IMpact-RSV試験では、薬剤との因果関係が否定できない有害事象発症はパリビズマブ群で10.9%であり、重篤な有害事象はパリビズマブ群で13例に14件発現し、最も頻度の高かったものは発熱でした。しかし、薬剤に関連する可能性のある有害事象発症は身体系別にみてパリビズマブ群、プラセボ群で同等であり、安全性が示されています。

 

日本での検討においても、Kusudaらによるファーストシーズンの調査では、臨床的に有意な副作用の報告はなく、早産児およびBPDの児におけるパリビズマブの安全性が確認されています。

 

パリビズマブ投与時の特殊な注意事項

パリビズマブの投与において、医療従事者が特に注意すべき点がいくつかあります。

 

まず、RSウイルス検査への影響です。

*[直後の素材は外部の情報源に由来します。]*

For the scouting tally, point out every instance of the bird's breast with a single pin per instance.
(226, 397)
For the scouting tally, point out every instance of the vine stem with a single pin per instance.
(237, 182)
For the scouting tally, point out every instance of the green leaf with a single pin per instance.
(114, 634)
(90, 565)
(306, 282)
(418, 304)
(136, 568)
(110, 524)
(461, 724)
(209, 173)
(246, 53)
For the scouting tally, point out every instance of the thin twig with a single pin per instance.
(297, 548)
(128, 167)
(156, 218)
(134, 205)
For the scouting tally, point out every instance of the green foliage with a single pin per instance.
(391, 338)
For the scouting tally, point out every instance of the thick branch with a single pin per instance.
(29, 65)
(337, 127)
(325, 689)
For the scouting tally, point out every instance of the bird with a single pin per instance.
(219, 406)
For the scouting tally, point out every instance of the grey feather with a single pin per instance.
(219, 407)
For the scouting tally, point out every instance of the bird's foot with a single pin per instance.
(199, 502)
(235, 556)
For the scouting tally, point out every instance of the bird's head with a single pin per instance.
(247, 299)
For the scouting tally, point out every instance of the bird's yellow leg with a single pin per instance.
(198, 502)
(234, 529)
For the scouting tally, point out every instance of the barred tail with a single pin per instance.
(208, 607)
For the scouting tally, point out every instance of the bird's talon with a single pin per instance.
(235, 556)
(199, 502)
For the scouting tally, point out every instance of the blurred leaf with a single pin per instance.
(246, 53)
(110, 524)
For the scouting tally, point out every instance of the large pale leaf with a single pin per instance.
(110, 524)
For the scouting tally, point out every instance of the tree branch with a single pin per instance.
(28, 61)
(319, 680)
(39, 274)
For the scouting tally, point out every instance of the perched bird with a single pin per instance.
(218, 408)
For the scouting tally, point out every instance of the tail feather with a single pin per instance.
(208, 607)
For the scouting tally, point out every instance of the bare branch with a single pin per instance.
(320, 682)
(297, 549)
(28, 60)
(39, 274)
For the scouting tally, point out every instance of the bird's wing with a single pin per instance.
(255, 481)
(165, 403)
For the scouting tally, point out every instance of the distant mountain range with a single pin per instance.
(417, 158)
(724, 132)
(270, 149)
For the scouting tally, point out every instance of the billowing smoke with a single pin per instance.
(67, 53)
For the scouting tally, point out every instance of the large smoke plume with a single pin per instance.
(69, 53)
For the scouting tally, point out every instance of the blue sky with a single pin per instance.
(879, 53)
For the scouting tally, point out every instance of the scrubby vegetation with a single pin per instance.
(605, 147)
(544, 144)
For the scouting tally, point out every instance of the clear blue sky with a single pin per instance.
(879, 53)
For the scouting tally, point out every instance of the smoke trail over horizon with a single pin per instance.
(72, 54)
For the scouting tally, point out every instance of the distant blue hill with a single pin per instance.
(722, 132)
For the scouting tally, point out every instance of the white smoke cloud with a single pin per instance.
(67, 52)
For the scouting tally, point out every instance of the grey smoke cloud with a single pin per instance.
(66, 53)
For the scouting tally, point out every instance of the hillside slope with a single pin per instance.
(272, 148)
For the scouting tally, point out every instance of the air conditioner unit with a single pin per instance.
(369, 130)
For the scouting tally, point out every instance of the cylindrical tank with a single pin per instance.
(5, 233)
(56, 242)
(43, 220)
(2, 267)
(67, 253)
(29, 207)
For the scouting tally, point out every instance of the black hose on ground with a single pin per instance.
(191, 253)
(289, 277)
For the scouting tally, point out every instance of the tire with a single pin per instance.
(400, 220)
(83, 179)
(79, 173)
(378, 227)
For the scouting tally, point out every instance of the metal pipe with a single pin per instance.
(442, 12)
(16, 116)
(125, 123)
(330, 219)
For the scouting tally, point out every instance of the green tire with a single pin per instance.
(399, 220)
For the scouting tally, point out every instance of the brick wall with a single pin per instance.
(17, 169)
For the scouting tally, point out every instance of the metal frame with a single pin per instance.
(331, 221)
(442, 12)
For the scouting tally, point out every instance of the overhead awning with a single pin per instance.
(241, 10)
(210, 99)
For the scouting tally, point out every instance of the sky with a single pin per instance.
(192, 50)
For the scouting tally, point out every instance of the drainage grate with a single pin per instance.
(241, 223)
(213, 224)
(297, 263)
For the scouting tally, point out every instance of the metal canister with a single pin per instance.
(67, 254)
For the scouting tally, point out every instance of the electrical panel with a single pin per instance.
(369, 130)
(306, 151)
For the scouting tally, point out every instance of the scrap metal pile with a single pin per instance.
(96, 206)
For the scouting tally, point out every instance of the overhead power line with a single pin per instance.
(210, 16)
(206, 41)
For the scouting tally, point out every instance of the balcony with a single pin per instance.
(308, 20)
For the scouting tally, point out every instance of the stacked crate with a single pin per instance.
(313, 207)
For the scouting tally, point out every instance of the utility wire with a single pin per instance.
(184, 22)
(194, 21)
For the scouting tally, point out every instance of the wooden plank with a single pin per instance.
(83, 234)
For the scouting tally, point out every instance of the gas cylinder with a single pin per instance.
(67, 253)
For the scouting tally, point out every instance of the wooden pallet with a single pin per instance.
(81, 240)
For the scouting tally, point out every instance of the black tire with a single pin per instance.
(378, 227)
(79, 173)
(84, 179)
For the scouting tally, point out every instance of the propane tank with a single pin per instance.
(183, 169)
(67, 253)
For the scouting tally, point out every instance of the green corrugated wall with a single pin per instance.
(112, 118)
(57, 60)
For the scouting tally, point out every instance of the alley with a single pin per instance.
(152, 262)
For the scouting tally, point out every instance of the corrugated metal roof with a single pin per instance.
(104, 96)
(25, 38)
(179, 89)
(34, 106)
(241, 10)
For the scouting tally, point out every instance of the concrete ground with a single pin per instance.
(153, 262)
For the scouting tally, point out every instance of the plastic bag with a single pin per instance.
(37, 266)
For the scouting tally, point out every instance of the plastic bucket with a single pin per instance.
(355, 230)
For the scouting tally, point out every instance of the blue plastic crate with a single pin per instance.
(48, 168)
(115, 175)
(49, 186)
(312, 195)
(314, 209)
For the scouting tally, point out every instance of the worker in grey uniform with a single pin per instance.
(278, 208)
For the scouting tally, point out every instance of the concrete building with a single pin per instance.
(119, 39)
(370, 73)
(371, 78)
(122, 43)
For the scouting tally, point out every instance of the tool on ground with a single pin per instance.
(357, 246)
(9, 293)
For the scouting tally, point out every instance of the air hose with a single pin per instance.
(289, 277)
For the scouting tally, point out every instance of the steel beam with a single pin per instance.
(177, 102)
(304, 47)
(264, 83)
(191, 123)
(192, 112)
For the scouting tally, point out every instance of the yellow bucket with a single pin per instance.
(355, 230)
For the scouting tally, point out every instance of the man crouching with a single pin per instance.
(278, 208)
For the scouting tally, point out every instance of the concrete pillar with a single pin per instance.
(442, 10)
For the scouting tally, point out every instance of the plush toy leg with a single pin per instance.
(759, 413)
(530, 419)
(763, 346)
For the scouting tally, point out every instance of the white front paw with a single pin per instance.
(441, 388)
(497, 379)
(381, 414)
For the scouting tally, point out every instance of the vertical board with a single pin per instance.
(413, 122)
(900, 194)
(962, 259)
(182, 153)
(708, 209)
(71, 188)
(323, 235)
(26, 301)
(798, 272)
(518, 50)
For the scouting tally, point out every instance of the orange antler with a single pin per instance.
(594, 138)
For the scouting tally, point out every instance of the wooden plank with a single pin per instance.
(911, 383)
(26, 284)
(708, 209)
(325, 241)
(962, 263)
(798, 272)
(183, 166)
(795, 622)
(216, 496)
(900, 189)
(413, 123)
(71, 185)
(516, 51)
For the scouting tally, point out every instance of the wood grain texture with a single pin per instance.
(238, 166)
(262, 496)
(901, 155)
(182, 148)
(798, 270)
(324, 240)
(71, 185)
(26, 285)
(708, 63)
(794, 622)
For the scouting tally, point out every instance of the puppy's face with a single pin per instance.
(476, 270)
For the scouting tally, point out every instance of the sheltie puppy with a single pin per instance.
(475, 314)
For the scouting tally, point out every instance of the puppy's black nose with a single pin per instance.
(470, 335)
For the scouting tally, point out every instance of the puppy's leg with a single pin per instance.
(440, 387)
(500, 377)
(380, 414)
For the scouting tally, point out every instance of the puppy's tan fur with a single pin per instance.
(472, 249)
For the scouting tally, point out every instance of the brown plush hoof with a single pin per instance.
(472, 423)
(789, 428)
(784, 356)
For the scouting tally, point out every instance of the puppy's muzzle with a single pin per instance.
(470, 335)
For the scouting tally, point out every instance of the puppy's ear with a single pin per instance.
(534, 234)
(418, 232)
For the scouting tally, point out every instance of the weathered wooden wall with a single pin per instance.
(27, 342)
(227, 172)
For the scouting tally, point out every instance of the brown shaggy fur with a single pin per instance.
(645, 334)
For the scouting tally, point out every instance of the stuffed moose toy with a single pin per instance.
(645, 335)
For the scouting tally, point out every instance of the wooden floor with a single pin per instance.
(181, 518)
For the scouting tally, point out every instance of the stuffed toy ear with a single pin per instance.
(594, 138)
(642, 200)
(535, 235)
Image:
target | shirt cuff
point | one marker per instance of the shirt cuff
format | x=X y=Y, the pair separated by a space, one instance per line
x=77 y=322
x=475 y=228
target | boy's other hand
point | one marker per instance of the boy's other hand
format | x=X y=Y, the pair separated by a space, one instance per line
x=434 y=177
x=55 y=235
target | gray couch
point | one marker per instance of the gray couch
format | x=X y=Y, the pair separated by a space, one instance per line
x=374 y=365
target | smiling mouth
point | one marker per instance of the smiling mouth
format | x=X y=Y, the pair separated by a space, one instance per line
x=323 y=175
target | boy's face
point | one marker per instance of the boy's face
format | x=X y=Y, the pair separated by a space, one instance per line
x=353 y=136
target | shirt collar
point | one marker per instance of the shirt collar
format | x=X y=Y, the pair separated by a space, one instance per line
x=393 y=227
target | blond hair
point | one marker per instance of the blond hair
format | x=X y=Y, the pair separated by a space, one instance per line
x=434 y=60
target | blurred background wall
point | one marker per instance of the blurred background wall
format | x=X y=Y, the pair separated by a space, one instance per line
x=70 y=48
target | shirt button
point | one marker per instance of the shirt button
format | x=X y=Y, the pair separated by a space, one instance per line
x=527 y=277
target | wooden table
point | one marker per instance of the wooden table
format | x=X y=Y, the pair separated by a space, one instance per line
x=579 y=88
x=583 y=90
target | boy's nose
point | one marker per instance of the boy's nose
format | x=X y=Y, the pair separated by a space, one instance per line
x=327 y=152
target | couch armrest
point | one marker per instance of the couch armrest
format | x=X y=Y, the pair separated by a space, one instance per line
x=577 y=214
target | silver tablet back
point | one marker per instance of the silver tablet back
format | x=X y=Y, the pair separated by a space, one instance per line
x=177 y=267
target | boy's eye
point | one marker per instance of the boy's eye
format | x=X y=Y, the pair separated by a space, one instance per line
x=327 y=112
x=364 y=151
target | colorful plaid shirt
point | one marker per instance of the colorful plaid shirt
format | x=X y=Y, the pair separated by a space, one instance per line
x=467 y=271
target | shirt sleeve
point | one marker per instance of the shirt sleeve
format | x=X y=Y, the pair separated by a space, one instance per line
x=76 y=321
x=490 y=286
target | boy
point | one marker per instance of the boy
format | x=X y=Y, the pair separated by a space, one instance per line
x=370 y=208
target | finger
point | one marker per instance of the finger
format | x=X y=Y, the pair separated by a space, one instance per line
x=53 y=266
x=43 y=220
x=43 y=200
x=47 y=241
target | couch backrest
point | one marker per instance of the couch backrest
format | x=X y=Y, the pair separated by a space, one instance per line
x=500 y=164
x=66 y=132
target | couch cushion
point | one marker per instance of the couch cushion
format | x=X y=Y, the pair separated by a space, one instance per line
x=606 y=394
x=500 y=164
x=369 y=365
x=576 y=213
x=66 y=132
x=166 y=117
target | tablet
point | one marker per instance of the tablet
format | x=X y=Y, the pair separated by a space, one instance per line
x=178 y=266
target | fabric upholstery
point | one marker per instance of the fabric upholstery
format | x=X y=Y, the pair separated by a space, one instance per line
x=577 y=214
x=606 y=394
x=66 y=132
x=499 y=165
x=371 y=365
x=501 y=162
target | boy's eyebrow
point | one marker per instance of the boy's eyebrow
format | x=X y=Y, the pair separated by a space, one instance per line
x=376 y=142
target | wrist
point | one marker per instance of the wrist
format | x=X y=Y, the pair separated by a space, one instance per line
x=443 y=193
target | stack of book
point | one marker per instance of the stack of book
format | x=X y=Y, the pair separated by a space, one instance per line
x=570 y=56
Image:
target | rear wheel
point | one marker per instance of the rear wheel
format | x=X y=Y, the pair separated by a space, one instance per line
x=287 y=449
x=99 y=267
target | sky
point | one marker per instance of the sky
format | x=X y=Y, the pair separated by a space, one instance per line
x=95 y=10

パリビズマブはRSウイルス検査のうち、ウイルス抗原検出およびウイルス培養を測定原理とする検査に干渉し、偽陰性になるおそれがあります。これは診断に重要な影響を与える可能性があるため、検査実施前に投与歴を確認することが重要です。

 

注射量が1mLを超える場合には分割して投与する必要があります。これは筋肉内注射による局所反応を軽減するための重要な配慮です。

 

NICU・GCUから退院する児にパリビズマブを投与する場合には、投与後の薬剤の血中濃度の上昇に必要な時間を考慮して、退院3日前までに投与することが推奨されています。また、初回投与後は、薬剤の有効血中濃度の維持期間が2回目以降の投与に比べて短いため、NICU退院後の投与は、初回投与からの間隔を短くすることが推奨されます。

 

ダウン症候群の患児では、血清中ニルセビマブ濃度が低い被験者が認められることが報告されており、より慎重な経過観察が必要とされています。

 

パリビズマブの適応拡大と新たな知見

近年、パリビズマブの適応は従来の早産児や慢性肺疾患児に加えて、より幅広い患者群に拡大されています。

 

先天性心疾患児においては、血行動態に異常のあるCHD児におけるパリビズマブの有効性ならびに安全性が確認されており、佐地らによる先天性心疾患児へのパリビズマブ投与の報告では、108例中5例に9件の有害事象が発生していましたが、不機嫌ならびに呼吸困難以外の有害事象については薬剤との直接的な因果関係は主治医の判断で否定されており、良好な忍容性が期待できるとの結論が示されています。

 

免疫不全児やダウン症候群においても、RSV感染症が重症化するリスクが高いため、パリビズマブによる重症化予防が考慮されています。特に、リンパ球減少あるいはT細胞減少を呈する患者では、月齢により基準値が異なりますが、リンパ球数は概ね2,000/mm³以下、T細胞数は概ね基準値以下の場合に投与が検討されます。

 

先天性神経・筋疾患や先天性代謝異常症を有する患児についても、RSV感染症の重症化リスクを有すると考えられるため、生後24か月齢以下で、パリビズマブによる重症化予防が考慮されています。

 

また、解剖学的または生理的・機能的異常として、顕著な巨舌、舌根沈下、気道軟化症などによる気道狭窄および合併する無呼吸、肺高血圧、肺低形成・異形成、肺気腫様変化を有する患児も投与対象となっています。

 

新生児室(NICU・GCU)でのRSV感染対策においても、パリビズマブの役割は重要です。RSVは、NICU・GCUで伝播し早産児等の入院中のハイリスク児に重篤な感染症を引き起こすことがあるため、入院中のハイリスク児へのRSV感染予防対策の一環として位置づけられています。

 

これらの適応拡大により、より多くの高リスク患児がRSV感染症の重症化から保護されることが期待されており、医療従事者はこれらの新しい適応基準を理解し、適切な患者選択を行うことが求められています。